Medical imaging helps define Moa diet
Medical scanners and the same software used to assess building strength after the Canterbury earthquakes, have revealed new information about the diet and dining preferences of New Zealand's extinct moa.
Researchers from Canterbury Museum, the University of Auckland, Finders University and the Universities of New England (Australia) and New South Wales have discovered that the nine species of moa were able to co-exist because differences in the structure and strength of each species' skull and bills were influenced by, or dictated by, diet.
The findings are published today in the journal Proceedings of the Royal Society, in London.
Co-author, Dr Peter Johnston from the University of Auckland's Anatomy and Medical Imaging department, made MRI scans of the mummified moa remains to allow accurate models to be made for the research.
The moa, which roamed New Zealand until the 15th century, were herbivores and some of the largest birds to have ever existed. The largest species, the South Island Giant moa, weighed up to 240 kg whilst the smallest (the upland moa) was the size of a sheep.
Until now scientists had thought that the huge difference in size between the species determined their foraging behaviour as well as what, when and where they ate (ie their ecological niche).
Co-author Professor Paul Scofield from Canterbury Museum says that the team took the most complete skulls of each species of moa from the collections of Canterbury Museum and Te Papa Tongarewa and scanned those using medical CT (Computed Tomography) scanners.
"We then produced highly accurate 3D models of each. This wasn't a simple job as we didn't have a single skull that was perfect so we used sophisticated digital cloning techniques to digitally reconstruct accurate osteological models for each species," Professor Scofield said.
Using the medical MRI scans of the mummified remains, Dr Johnston digitally reconstructed the muscles of each species.

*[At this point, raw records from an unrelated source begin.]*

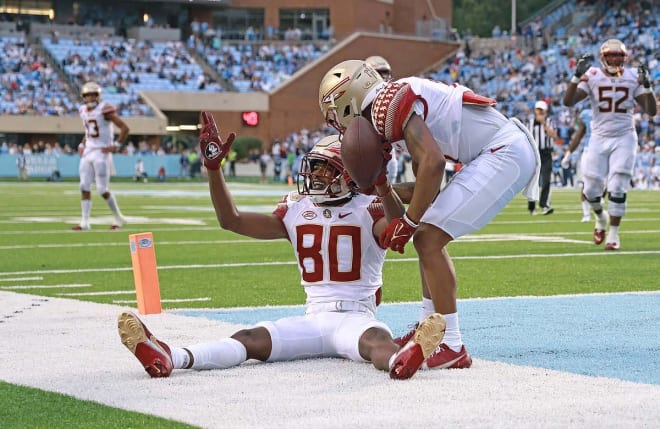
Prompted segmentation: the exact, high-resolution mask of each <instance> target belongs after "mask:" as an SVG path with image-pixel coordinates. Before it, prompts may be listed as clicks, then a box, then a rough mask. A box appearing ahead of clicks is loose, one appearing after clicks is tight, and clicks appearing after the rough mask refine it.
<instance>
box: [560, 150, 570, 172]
mask: <svg viewBox="0 0 660 429" xmlns="http://www.w3.org/2000/svg"><path fill="white" fill-rule="evenodd" d="M570 166H571V151H569V150H567V151H566V154H565V155H564V157H563V158H562V159H561V168H569V167H570Z"/></svg>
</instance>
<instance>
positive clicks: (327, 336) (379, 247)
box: [118, 112, 445, 379]
mask: <svg viewBox="0 0 660 429" xmlns="http://www.w3.org/2000/svg"><path fill="white" fill-rule="evenodd" d="M202 123H203V128H202V132H201V135H200V149H201V152H202V156H203V158H204V165H205V166H206V168H207V169H208V173H209V188H210V193H211V200H212V201H213V206H214V207H215V212H216V215H217V217H218V221H219V222H220V225H221V226H222V227H223V228H225V229H228V230H231V231H234V232H236V233H239V234H242V235H246V236H249V237H252V238H257V239H279V238H287V239H289V241H290V242H291V243H292V244H293V246H294V249H293V250H294V254H295V256H296V260H298V262H299V267H298V268H299V270H300V275H301V277H302V286H303V287H304V288H305V292H306V294H307V309H306V313H305V315H304V316H294V317H286V318H283V319H280V320H277V321H274V322H262V323H259V324H257V325H256V326H254V327H252V328H249V329H244V330H240V331H238V332H236V333H235V334H233V335H232V336H231V337H230V338H224V339H219V340H218V341H215V342H210V343H203V344H196V345H192V346H188V347H185V348H181V347H172V346H170V345H168V344H166V343H164V342H162V341H160V340H158V339H156V337H154V336H153V335H152V334H151V332H149V330H148V329H147V327H146V326H145V325H144V324H143V323H142V322H141V321H140V319H138V317H137V316H136V315H135V314H133V313H131V312H125V313H122V314H121V315H120V316H119V322H118V324H119V326H118V327H119V334H120V337H121V340H122V342H123V343H124V345H125V346H126V347H127V348H128V349H129V350H130V351H131V352H132V353H133V354H134V355H135V356H136V357H137V359H138V360H139V361H140V363H141V364H142V365H143V367H144V368H145V370H146V371H147V372H148V373H149V375H151V376H152V377H167V376H169V375H170V373H171V372H172V370H173V369H188V368H192V369H197V370H203V369H222V368H229V367H233V366H236V365H239V364H241V363H242V362H244V361H246V360H247V359H257V360H261V361H267V362H276V361H288V360H294V359H301V358H312V357H317V358H318V357H342V358H345V359H350V360H354V361H358V362H365V361H370V362H372V364H373V365H374V366H375V367H376V368H378V369H381V370H385V371H389V373H390V377H391V378H394V379H407V378H410V377H412V375H413V374H414V373H415V372H416V371H417V369H419V368H420V366H421V365H422V363H423V362H424V360H425V359H426V357H428V356H429V355H430V354H431V353H432V352H433V350H435V348H436V347H437V346H438V344H440V342H441V341H442V337H443V335H444V329H445V321H444V318H443V317H442V315H440V314H431V315H430V316H429V317H428V318H427V319H425V320H424V321H422V323H420V325H419V327H418V328H417V330H416V332H415V335H413V337H412V339H411V340H410V341H409V342H408V343H407V344H405V345H404V346H403V347H401V348H400V346H399V345H397V344H396V343H395V342H394V340H393V339H392V334H391V331H390V329H389V328H388V327H387V325H385V324H384V323H383V322H381V321H379V320H377V319H376V318H375V314H376V306H377V305H378V301H379V298H380V288H381V285H382V267H383V262H384V260H385V252H386V250H385V249H383V248H381V247H380V246H379V245H378V236H379V234H380V233H381V232H382V231H383V230H384V229H385V227H386V226H387V224H388V219H389V218H392V217H394V216H400V215H401V214H402V213H403V205H402V204H401V202H400V201H399V200H398V198H396V195H395V194H393V193H392V192H391V186H390V184H389V183H388V182H387V180H386V179H381V180H379V183H378V184H377V185H376V192H377V193H378V195H379V197H373V196H368V195H363V194H357V193H356V192H355V188H354V186H352V184H351V183H352V182H351V181H350V180H347V176H346V175H345V174H344V167H343V164H342V162H341V158H340V144H339V141H338V136H330V137H326V138H324V139H323V140H321V141H320V142H319V143H317V144H316V145H315V146H314V148H313V149H312V151H310V153H308V154H307V155H306V156H305V157H304V158H303V161H302V166H301V170H300V173H299V176H298V191H293V192H290V193H289V194H287V195H286V196H285V197H284V198H283V199H282V201H281V202H280V203H279V204H278V205H277V208H276V209H275V211H274V212H273V213H272V214H270V215H267V214H262V213H254V212H244V211H239V210H238V208H237V207H236V205H235V204H234V201H233V199H232V196H231V194H230V193H229V190H228V189H227V186H226V183H225V180H224V177H223V173H222V169H221V168H220V164H221V161H222V159H223V158H224V157H225V156H226V154H227V153H228V152H229V150H230V148H231V144H232V142H233V140H234V134H233V133H231V134H230V135H229V137H228V138H227V142H226V143H224V142H223V141H222V140H221V139H220V137H219V135H218V130H217V128H216V126H215V122H214V120H213V117H212V116H210V115H209V114H207V113H205V112H203V113H202Z"/></svg>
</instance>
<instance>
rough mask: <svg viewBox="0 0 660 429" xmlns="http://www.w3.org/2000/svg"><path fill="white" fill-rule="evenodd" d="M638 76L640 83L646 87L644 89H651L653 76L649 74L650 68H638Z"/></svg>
mask: <svg viewBox="0 0 660 429" xmlns="http://www.w3.org/2000/svg"><path fill="white" fill-rule="evenodd" d="M637 75H638V76H639V79H640V83H641V84H642V85H644V88H650V87H651V75H650V74H649V68H648V66H647V65H646V64H640V65H639V67H637Z"/></svg>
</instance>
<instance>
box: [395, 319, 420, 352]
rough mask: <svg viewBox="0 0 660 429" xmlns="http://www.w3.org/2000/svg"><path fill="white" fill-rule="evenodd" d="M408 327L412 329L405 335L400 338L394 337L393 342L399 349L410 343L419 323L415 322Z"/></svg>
mask: <svg viewBox="0 0 660 429" xmlns="http://www.w3.org/2000/svg"><path fill="white" fill-rule="evenodd" d="M410 326H411V328H412V329H411V330H410V331H409V332H408V333H407V334H405V335H402V336H400V337H396V338H395V339H394V342H395V343H397V345H398V346H399V347H403V346H405V345H406V344H407V343H408V341H410V339H411V338H412V336H413V335H415V332H417V327H418V326H419V322H417V323H415V324H413V325H410Z"/></svg>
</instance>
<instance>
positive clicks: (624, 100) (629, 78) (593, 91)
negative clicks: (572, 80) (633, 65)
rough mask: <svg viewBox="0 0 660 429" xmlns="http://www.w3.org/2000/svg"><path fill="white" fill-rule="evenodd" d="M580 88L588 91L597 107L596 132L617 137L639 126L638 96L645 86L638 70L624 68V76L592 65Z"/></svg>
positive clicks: (579, 86) (628, 68)
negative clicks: (637, 106)
mask: <svg viewBox="0 0 660 429" xmlns="http://www.w3.org/2000/svg"><path fill="white" fill-rule="evenodd" d="M578 89H580V90H582V91H584V92H585V93H587V94H588V96H589V100H590V102H591V107H592V109H593V119H592V122H591V127H592V130H591V132H592V134H594V135H598V136H603V137H614V136H620V135H624V134H628V133H632V132H634V130H635V125H634V120H633V110H634V107H635V97H637V96H638V95H639V94H641V93H642V91H643V90H644V88H643V87H642V85H640V84H639V82H638V81H637V70H635V69H631V68H627V67H626V68H624V69H623V73H622V74H621V76H610V75H608V74H606V73H605V72H604V71H603V69H601V68H599V67H591V68H590V69H589V70H587V72H586V73H585V74H584V76H583V77H582V81H581V82H580V83H579V84H578Z"/></svg>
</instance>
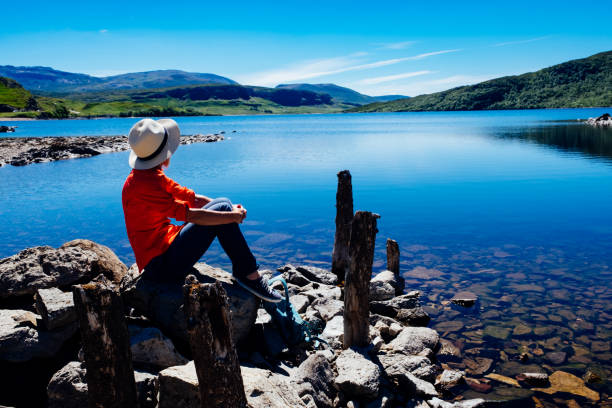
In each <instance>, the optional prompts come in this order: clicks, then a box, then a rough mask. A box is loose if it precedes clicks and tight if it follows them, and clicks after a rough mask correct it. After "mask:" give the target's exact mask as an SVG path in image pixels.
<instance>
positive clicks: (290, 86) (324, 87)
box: [276, 84, 407, 105]
mask: <svg viewBox="0 0 612 408" xmlns="http://www.w3.org/2000/svg"><path fill="white" fill-rule="evenodd" d="M276 88H282V89H295V90H300V91H311V92H316V93H323V94H328V95H330V96H331V97H332V98H333V99H334V101H335V102H338V103H346V104H349V105H365V104H367V103H372V102H383V101H385V102H386V101H391V100H394V99H401V98H407V96H403V95H383V96H369V95H364V94H362V93H359V92H357V91H354V90H352V89H350V88H346V87H343V86H338V85H336V84H281V85H277V86H276Z"/></svg>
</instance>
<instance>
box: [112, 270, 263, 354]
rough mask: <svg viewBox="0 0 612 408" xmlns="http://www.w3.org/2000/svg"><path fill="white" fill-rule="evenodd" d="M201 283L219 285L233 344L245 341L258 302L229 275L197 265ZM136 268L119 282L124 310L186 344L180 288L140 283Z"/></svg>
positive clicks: (180, 284)
mask: <svg viewBox="0 0 612 408" xmlns="http://www.w3.org/2000/svg"><path fill="white" fill-rule="evenodd" d="M191 273H193V274H194V275H195V276H196V277H197V278H198V280H199V281H200V282H201V283H213V282H215V281H219V282H221V284H222V285H223V289H225V291H226V293H227V295H228V297H229V305H230V313H231V317H232V334H233V337H234V341H235V342H236V343H238V342H240V341H241V340H242V339H244V338H245V337H246V336H247V334H248V333H249V331H250V330H251V327H252V326H253V324H254V323H255V319H256V317H257V308H258V306H259V300H258V299H256V298H255V297H254V296H253V295H251V294H250V293H249V292H247V291H246V290H244V289H243V288H242V287H240V285H238V284H237V283H236V282H235V281H234V280H233V279H232V277H231V275H230V274H229V273H227V272H225V271H224V270H222V269H219V268H213V267H211V266H209V265H206V264H204V263H198V264H196V265H195V268H194V269H193V270H192V272H191ZM141 276H142V275H140V274H139V273H138V270H137V269H136V268H134V267H133V268H130V271H129V272H128V274H126V276H125V277H124V279H123V281H122V282H121V294H122V296H123V302H124V304H125V305H126V306H128V307H132V308H134V309H135V311H136V312H138V313H140V314H142V315H144V316H146V317H148V318H149V319H150V320H151V321H152V322H153V323H155V325H156V326H158V327H159V328H161V329H162V330H163V331H164V333H165V334H167V335H168V336H170V337H171V338H172V340H173V341H174V342H175V344H179V343H180V345H182V346H186V345H187V344H188V336H187V324H186V321H185V316H184V313H183V307H182V306H183V288H182V284H178V283H177V284H168V283H156V282H151V281H148V280H145V279H141Z"/></svg>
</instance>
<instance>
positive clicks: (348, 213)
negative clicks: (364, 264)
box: [332, 170, 353, 282]
mask: <svg viewBox="0 0 612 408" xmlns="http://www.w3.org/2000/svg"><path fill="white" fill-rule="evenodd" d="M352 222H353V185H352V183H351V173H350V172H349V171H348V170H342V171H341V172H339V173H338V191H337V192H336V235H335V237H334V251H333V253H332V272H333V273H335V274H336V275H337V276H338V280H339V281H340V282H341V281H343V280H344V279H345V276H346V273H347V271H348V269H349V267H350V255H349V241H350V239H351V223H352Z"/></svg>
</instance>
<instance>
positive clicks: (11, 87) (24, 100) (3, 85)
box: [0, 77, 37, 112]
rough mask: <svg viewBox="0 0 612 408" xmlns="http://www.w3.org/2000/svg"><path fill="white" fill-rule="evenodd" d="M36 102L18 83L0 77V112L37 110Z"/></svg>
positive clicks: (10, 80)
mask: <svg viewBox="0 0 612 408" xmlns="http://www.w3.org/2000/svg"><path fill="white" fill-rule="evenodd" d="M36 109H37V104H36V100H35V99H34V98H33V97H32V94H31V93H30V92H28V91H26V90H25V89H24V88H23V87H22V86H21V85H20V84H19V83H18V82H17V81H14V80H12V79H10V78H4V77H0V112H13V111H22V110H36Z"/></svg>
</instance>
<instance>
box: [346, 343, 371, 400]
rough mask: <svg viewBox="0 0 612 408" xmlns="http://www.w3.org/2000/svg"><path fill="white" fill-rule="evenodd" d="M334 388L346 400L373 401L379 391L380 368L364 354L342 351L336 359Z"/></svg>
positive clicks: (356, 352) (348, 349) (346, 351)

"Each moa species has a characteristic bill shape and the reasons for this have not previously been defined," says Dr Johnston. "Charles Darwin had an easier time investigating a similar situation in Galapagos finches, as the differences are more extreme and the diets are obvious in that group of birds."
Software used by civil engineers after the Canterbury Earthquakes to identify weak or unsound buildings, was used to test the strength and structure of each moa species' bill.
These were compared to each other and to two living relatives, the emu and cassowary. The models simulated the response of the skull to different biting and feeding behaviours including clipping twigs and pulling, twisting or bowing head motions to remove foliage.
The skull mechanics of moa were found to be surprisingly diverse. The little bush moa had a relatively short, sharp-edged bill and was superior among moa at cutting twigs and branches, supporting the proposition that they primarily fed on fibrous material from trees and shrubs.
At the opposite extreme, the coastal moa had a relatively weak skull compared to all other species which may have forced them to travel further than other moa in search of suitable food, such as soft fruit and leaves.
Dr Trevor Worthy (a New Zealander working at Flinders University in Australia) says "until now we have been limited in assessing anatomical function to examining the external aspect of bones. This new technology allows us to bring new life to old bones and to get one step closer to understanding the birds they came from."
"Little has been known about how New Zealand's ecosystem evolved, largely because we know so little about how moa lived and co-existed," says Associate Professor Stephen Wroe, leader of the Function, Evolution and Anatomy Research (FEAR) laboratory at the University of New England (Australia).
"This new research advances our understanding about the feeding behaviours of the moa species and their impact on New Zealand's unique and distinctive flora."